COBIT is een raamwerk ten behoeve van IT management en is gedefinieerd door de internationale organisatie ISACA dat zich richt op IT Governance. De acroniem COBIT staat voor Control Objectives for IT en brengt een set aan standaarden en best practices zoals COSO, ITIL, BiSL, ISO 27000, CMMI, TOGAF en PMBOK samen om een set aan beheersmaatregelen te creëren om IT-processen te kunnen beheersen en managen. Het kenmerkende van COBIT is dat het business processen en doelen linkt met IT-processen en doelen en daarmee tracht alignment te creëren tussen business en IT. COBIT verschaft ook metrieken en volwassenheidsmodellen om de niveau van IT beheersing en alignment met business meetbaar te maken. De allereerste editie van COBIT werd in 1996 gepubliceerd. Er volgden nog vier versies waarvan COBIT5 de laatste is. In praktijk worden COBIT4.1 en COBIT5 het meest gebruikt. In COBIT4.1 werd IT verdeeld in vier domeinen namelijk Plan and Organise, Acquire and Implement, Deliver and Support en Monitor and Evaluate waarin de 34 processen verdeeld zijn. Ieder domain is onderverdeeld in diverse onderwerpen. Voor ieder onderwerp worden de beheersdoelstellingen, richtlijnen, inputs en outputs behandeld om effectieve beheersing en governance te bewerkstelligen. COBIT5 is de vijfde editie van het COBIT raamwerk en werd in juni 2012 gepubliceerd. In deze editie is de scope van de IT-processen aangepast en uitgebreid en bestaat uit vijf domeinen en 37 processen (zie bijlage 1). De processen zijn verdeeld onder IT Governance en management. De vijf domeinen luiden als volgt (zie figuur 2):

• Evaluate, Direct and Monitor (EDM) – 5 processen • Align, Plan and Organise (APO) – 13 processen • Build, Acquire and Implement (BAI) – 10 processen • Deliver, Service and Support (DSS) – 6 processen • Monitor, Evaluate and Assess (MEA) – 3 processen

(23)

23 Figuur 2 COBIT5 Processen (Bron: ISACA, 2012)

COBIT5 definieert een aantal elementen die implementatie van een bepaald COBIT5 proces - en daarmee een bepaald enterprise en IT goal – ondersteunen en tastbaar maken. Deze worden door COBIT5 de enabler genoemd (ISACA, 2012). COBIT5 beschrijft zeven soorten enablers:

1. Principles, policies and frameworks: instrumenten om gewenst gedrag om te zetten in procedures en beleid. Vormt het startpunt waar andere enablers uit voortkomen.

2. Processes: set van practices en activiteiten om bepaalde doelstellingen te bereiken en bepaalde output te kunnen realiseren.

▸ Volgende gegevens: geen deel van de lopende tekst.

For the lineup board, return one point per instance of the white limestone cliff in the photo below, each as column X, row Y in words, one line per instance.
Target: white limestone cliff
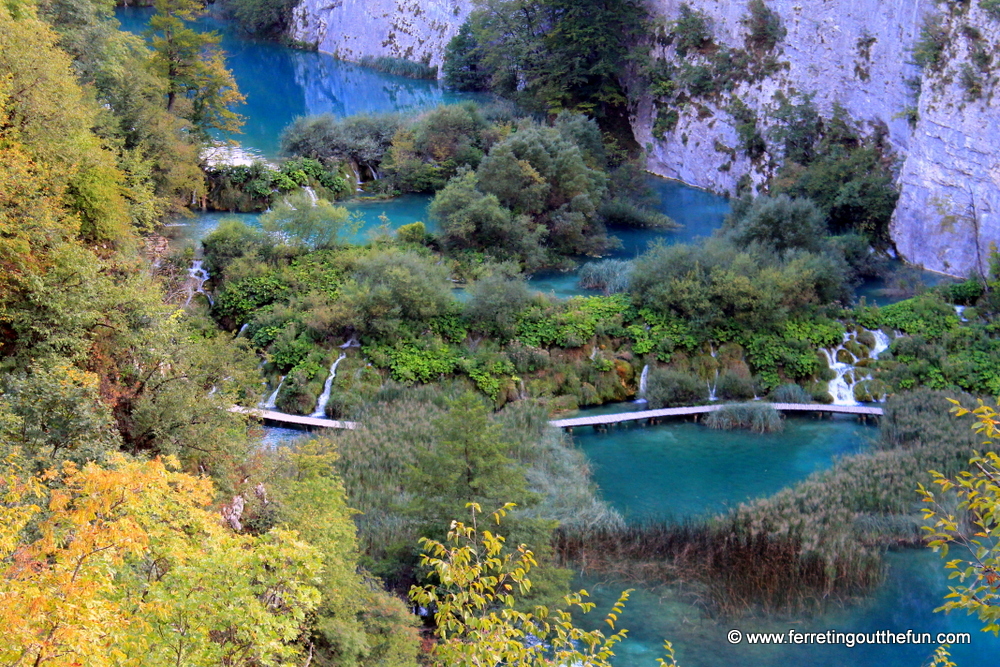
column 856, row 54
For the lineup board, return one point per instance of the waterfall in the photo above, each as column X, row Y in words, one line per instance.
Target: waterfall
column 643, row 378
column 839, row 388
column 198, row 276
column 272, row 401
column 327, row 388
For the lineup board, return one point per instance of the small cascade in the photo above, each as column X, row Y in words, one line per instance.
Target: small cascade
column 272, row 401
column 643, row 381
column 324, row 398
column 198, row 276
column 848, row 361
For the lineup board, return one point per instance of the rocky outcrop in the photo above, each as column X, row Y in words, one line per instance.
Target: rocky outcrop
column 948, row 215
column 854, row 54
column 417, row 30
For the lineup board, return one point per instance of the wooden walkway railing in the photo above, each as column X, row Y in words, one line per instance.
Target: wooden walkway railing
column 618, row 418
column 293, row 420
column 596, row 421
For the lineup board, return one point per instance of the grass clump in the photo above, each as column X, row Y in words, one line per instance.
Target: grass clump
column 610, row 275
column 755, row 417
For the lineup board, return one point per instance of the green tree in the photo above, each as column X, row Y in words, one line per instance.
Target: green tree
column 311, row 224
column 468, row 463
column 357, row 622
column 199, row 87
column 779, row 222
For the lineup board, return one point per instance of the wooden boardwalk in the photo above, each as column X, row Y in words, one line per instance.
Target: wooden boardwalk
column 281, row 418
column 607, row 420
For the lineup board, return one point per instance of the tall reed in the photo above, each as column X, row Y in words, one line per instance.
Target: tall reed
column 756, row 417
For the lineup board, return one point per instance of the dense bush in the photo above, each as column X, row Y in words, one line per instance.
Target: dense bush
column 667, row 389
column 533, row 199
column 361, row 139
column 928, row 51
column 848, row 175
column 779, row 222
column 765, row 27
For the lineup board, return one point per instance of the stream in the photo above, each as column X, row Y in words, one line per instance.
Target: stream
column 672, row 471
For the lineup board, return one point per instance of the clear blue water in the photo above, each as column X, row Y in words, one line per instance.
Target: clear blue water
column 677, row 470
column 281, row 84
column 683, row 470
column 914, row 586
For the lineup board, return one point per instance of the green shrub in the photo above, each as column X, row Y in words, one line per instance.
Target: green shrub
column 991, row 7
column 622, row 213
column 731, row 386
column 692, row 31
column 789, row 393
column 667, row 388
column 765, row 27
column 400, row 67
column 928, row 51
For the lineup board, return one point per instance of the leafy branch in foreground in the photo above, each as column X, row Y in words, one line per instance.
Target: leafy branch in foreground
column 474, row 606
column 974, row 524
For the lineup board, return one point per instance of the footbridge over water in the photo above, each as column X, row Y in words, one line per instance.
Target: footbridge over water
column 597, row 421
column 292, row 421
column 654, row 416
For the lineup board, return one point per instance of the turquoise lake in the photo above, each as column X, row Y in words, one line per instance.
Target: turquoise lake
column 678, row 470
column 281, row 84
column 684, row 470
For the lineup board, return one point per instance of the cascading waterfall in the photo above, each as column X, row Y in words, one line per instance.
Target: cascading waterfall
column 272, row 401
column 843, row 360
column 324, row 398
column 199, row 276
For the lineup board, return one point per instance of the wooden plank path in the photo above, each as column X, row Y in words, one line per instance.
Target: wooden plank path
column 293, row 420
column 598, row 420
column 618, row 418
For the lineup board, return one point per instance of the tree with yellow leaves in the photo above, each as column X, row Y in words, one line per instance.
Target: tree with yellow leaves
column 123, row 565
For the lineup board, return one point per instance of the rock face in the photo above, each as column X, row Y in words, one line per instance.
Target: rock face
column 856, row 54
column 350, row 29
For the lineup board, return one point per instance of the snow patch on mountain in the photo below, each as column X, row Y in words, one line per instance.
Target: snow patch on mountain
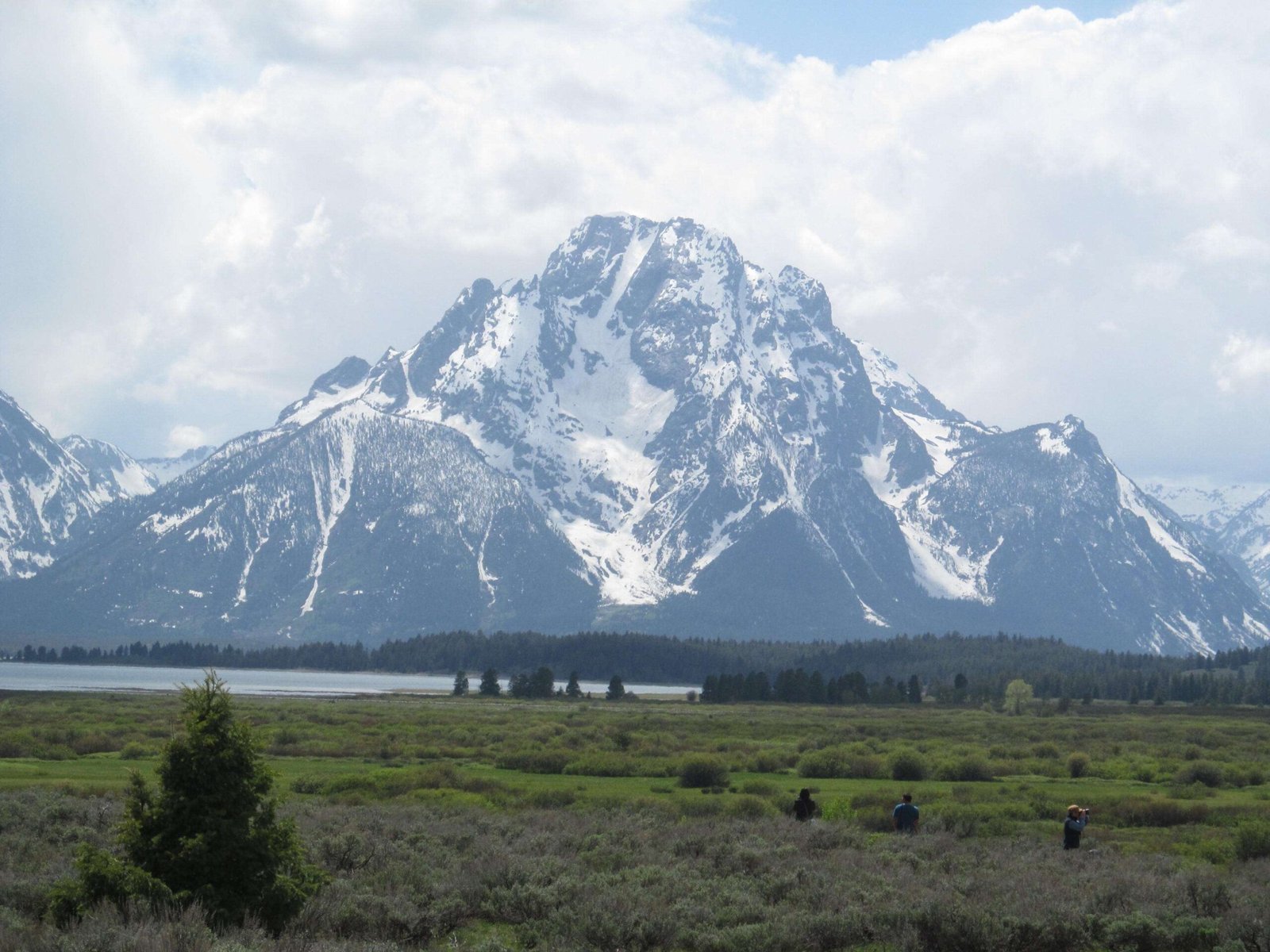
column 1137, row 503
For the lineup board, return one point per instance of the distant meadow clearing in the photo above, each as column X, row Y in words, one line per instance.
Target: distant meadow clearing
column 501, row 824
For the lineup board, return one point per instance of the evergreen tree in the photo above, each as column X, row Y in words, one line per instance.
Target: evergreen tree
column 1019, row 695
column 209, row 835
column 489, row 685
column 914, row 689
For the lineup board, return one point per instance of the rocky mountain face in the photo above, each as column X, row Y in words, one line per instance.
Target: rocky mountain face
column 1246, row 537
column 110, row 469
column 1235, row 520
column 652, row 433
column 165, row 469
column 44, row 489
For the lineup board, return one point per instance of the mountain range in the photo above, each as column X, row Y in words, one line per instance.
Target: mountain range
column 652, row 433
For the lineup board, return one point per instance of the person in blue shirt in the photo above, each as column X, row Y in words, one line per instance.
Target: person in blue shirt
column 1073, row 825
column 905, row 816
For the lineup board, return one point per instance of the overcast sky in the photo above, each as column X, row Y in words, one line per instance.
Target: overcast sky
column 1051, row 211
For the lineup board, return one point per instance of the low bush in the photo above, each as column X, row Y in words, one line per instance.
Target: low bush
column 1146, row 812
column 702, row 772
column 967, row 770
column 772, row 762
column 907, row 766
column 1203, row 772
column 535, row 761
column 1253, row 841
column 133, row 750
column 841, row 763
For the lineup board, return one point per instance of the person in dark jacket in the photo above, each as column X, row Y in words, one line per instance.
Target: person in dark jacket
column 804, row 808
column 1073, row 825
column 906, row 816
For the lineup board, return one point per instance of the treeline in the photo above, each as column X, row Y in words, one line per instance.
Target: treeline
column 1053, row 668
column 1216, row 685
column 795, row 685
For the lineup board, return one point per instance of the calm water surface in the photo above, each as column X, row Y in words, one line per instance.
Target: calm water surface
column 17, row 676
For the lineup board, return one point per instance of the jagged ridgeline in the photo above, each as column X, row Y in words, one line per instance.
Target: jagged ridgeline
column 651, row 435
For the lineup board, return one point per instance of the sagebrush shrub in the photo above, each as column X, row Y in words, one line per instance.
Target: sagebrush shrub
column 1253, row 841
column 702, row 772
column 907, row 766
column 1204, row 772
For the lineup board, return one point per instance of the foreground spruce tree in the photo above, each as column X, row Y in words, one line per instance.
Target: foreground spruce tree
column 209, row 835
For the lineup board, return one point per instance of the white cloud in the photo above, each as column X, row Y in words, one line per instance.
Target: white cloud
column 1245, row 362
column 186, row 437
column 1221, row 243
column 219, row 201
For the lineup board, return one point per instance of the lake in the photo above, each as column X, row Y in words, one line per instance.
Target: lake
column 19, row 676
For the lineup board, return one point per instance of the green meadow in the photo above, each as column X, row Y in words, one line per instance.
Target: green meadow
column 499, row 824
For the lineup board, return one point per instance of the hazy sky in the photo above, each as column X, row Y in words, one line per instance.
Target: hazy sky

3. Organisational structures: beschrijving van de beslissende entiteiten binnen een organisatie. 4. Culture, ethics and behavior: een aspect dat veelal onderschat wordt binnen organisaties om

bepaalde doelen te bereiken.

5. Information: Informatie is nodig om de organisatie draaiende te houden en draagt bij aan het bereiken van de gedefinieerde doelstellingen.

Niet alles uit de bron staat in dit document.